コンサートの記(290) 木下牧子作曲 オペラ「不思議の国のアリス」(演奏会形式)

2017年3月25日 びわ湖ホール中ホールにて

午後2時から、びわ湖ホール中ホールで、びわ湖ホール声楽アンサンブル第63回定期公演 木下牧子作曲 オペラ「不思議の国のアリス」を観る。原作:ルイス・キャロル、台本:高橋英郎&木下牧子。
 
2015年に岐阜のサマランカホールの委嘱によって作曲家自身が編曲した八重奏編成による演奏会形式の上演であるが、指揮者とオーケストラが舞台の上に上がっているというだけで、他は、衣装、セット、小道具、照明、映像などを用いた本格的な上演である。
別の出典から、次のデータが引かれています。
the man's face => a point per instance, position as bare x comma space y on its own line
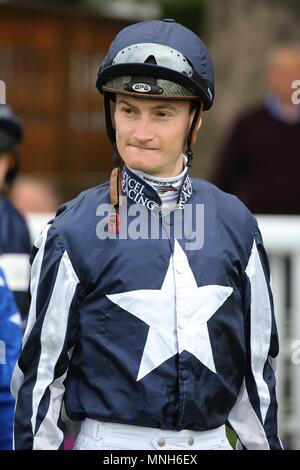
282, 72
151, 133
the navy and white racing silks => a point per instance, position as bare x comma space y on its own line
147, 330
10, 346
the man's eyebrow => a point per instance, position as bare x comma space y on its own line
161, 105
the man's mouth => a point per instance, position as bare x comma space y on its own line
139, 147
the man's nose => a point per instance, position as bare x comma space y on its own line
143, 131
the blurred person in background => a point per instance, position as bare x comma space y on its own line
15, 245
259, 161
33, 194
10, 346
151, 343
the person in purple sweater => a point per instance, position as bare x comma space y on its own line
260, 161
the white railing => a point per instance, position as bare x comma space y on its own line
281, 236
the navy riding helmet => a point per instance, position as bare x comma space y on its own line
157, 59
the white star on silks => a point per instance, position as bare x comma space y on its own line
158, 310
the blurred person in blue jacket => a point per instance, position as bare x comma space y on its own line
10, 345
15, 243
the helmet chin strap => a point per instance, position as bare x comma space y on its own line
192, 136
111, 133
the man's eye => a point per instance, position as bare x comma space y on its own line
162, 114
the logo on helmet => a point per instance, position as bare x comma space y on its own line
141, 87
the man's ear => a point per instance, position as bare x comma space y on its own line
196, 130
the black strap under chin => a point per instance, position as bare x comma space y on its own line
189, 152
指揮は大井剛史(おおい・たけし)、演出は岩田達宗(いわた・たつじ)。演奏はザ・カレッジ・オペラハウス管弦楽団のメンバーで、ヴァイオリン・赤松由夏、ヴィオラ・上野亮子、チェロ・山岸孝教、フルート・江戸聖一郞、クラリネット・松尾依子、ホルン・西陽子、打楽器・安永早絵子、ピアノ・岡本佐紀子。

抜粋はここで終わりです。